简体   繁体   English

XML:如何删除没有属性和子元素的所有节点

[英]XML : how to remove all nodes which have no attributes nor child elements

I have a xml document like this : 我有一个像这样的xml文档:

<Node1 attrib1="abc">
    <node1_1>
         <node1_1_1 attrib2 = "xyz" />
    </ node1_1>
</Node1>

<Node2 />    

Here <node2 /> is the node i want to remove since it has not children/elements nor any attributes. 这里<node2 />是我想删除的节点,因为它没有子元素和元素,也没有任何属性。

Using an XPath expression it is possible to find all nodes that have no attributes or children. 使用XPath表达式可以找到没有属性或子节点的所有节点。 These can then be removed from the xml. 然后可以从xml中删除它们。 As Sani points out, you might have to do this recursively because node_1_1 becomes empty if you remove its inner node. 正如Sani指出的那样,您可能必须递归执行此操作,因为如果删除其内部节点,node_1_1将变为空。

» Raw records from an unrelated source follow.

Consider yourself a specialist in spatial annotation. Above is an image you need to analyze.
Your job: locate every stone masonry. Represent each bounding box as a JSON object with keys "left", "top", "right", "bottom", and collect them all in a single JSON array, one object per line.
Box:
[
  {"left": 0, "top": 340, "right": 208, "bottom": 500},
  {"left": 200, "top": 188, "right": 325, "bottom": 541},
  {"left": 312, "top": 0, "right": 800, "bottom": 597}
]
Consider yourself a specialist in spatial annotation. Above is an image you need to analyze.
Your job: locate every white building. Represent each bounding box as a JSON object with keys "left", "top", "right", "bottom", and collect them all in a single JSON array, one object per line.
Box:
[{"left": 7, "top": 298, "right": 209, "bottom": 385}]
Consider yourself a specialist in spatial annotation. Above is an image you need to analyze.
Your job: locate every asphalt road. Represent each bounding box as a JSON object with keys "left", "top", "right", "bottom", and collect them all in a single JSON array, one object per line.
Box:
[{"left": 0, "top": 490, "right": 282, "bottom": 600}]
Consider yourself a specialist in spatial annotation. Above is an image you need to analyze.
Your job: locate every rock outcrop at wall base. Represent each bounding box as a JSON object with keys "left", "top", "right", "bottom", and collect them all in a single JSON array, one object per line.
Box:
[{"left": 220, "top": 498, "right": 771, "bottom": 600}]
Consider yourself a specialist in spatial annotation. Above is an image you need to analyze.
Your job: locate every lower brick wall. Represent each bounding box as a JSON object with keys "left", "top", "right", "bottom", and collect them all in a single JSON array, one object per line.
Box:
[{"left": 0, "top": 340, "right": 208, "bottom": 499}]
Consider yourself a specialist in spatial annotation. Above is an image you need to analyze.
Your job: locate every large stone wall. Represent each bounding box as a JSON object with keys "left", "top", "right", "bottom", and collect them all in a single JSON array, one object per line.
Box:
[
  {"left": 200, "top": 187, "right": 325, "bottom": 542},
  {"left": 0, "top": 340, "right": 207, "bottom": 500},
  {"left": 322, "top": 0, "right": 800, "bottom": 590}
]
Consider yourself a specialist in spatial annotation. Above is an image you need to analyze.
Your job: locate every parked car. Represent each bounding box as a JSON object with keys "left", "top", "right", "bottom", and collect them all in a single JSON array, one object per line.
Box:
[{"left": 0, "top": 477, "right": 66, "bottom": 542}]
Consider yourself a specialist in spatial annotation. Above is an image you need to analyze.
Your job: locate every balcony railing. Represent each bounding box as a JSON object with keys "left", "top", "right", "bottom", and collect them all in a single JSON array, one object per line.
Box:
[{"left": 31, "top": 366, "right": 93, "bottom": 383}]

var xmlDocument = new XmlDocument();
xmlDocument.LoadXml(
@"<Node1 attrib1=""abc"">
        <node1_1>
             <node1_1_1 />
        </node1_1>
    </Node1>
    ");

// select all nodes without attributes and without children
var nodes = xmlDocument.SelectNodes("//*[count(@*) = 0 and count(child::*) = 0]");

Console.WriteLine("Found {0} empty nodes", nodes.Count);

// now remove matched nodes from their parent
foreach(XmlNode node in nodes)
    node.ParentNode.RemoveChild(node);

Console.WriteLine(xmlDocument.OuterXml);
Console.ReadLine();

Smething like this should do it: 像这样的东西应该这样做:

XmlNodeList nodes = xmlDocument.GetElementsByTagName("Node1");

foreach(XmlNode node in nodes)
{
    if(node.ChildNodes.Count == 0)
         node.RemoveAll;
    else
    {
        foreach (XmlNode n in node)
        {
            if(n.InnerText==String.Empty && n.Attributes.Count == 0)
            {
                n.RemoveAll;

            }
        }
    }
}

This stylesheet uses an identity transform with an empty template matching elements without nodes or attributes, which will prevent them from being copied to the output: 此样式表使用标识转换,其中空模板匹配没有节点或属性的元素,这将阻止它们被复制到输出:

<?xml version="1.0" encoding="UTF-8"?>
<xsl:stylesheet xmlns:xsl="http://www.w3.org/1999/XSL/Transform" version="1.0">

    <!--Identity transform copies all items by default -->
    <xsl:template match="@* | node()">
        <xsl:copy>
            <xsl:apply-templates select="@*|node()"/>
        </xsl:copy>
    </xsl:template>

    <!--Empty template to match on elements without attributes or child nodes to prevent it from being copied to output -->
    <xsl:template match="*[not(child::node() | @*)]"/>

</xsl:stylesheet>

To do this for all empty child nodes, use a for loop (not foreach) and in reverse order. 要对所有空子节点执行此操作,请使用for循环(不是foreach)并按相反顺序。 I resolved it as: 我把它解决为:

var xmlDocument = new XmlDocument();
xmlDocument.LoadXml(@"<node1 attrib1=""abc"">
                         <node1_1>
                            <node1_1_1 />
                         </node1_1>
                         <node1_2 />
                         <node1_3 />
                      </node1>
                      <node2 />
");
RemoveEmptyNodes(xmlDocument );

private static bool RemoveEmptyNodes(XmlNode node)
{
    if (node.HasChildNodes)
    {
        for(int I = node.ChildNodes.Count-1;I >= 0;I--)
            if (RemoveEmptyNodes(node.ChildNodes[I]))
                node.RemoveChild(node.ChildNodes[I]);
    }
    return 
        (node.Attributes == null || 
            node.Attributes.Count == 0) && 
        node.InnerText.Trim() == string.Empty;
}

The recursive calls (similarly to other solutions) eliminate the duplicated document processing of the xPath approach. 递归调用(与其他解决方案类似)消除了xPath方法的重复文档处理。 More importantly the code is more readable and more readily editable. 更重要的是,代码更易读,更容易编辑。 Win-Win. 双赢。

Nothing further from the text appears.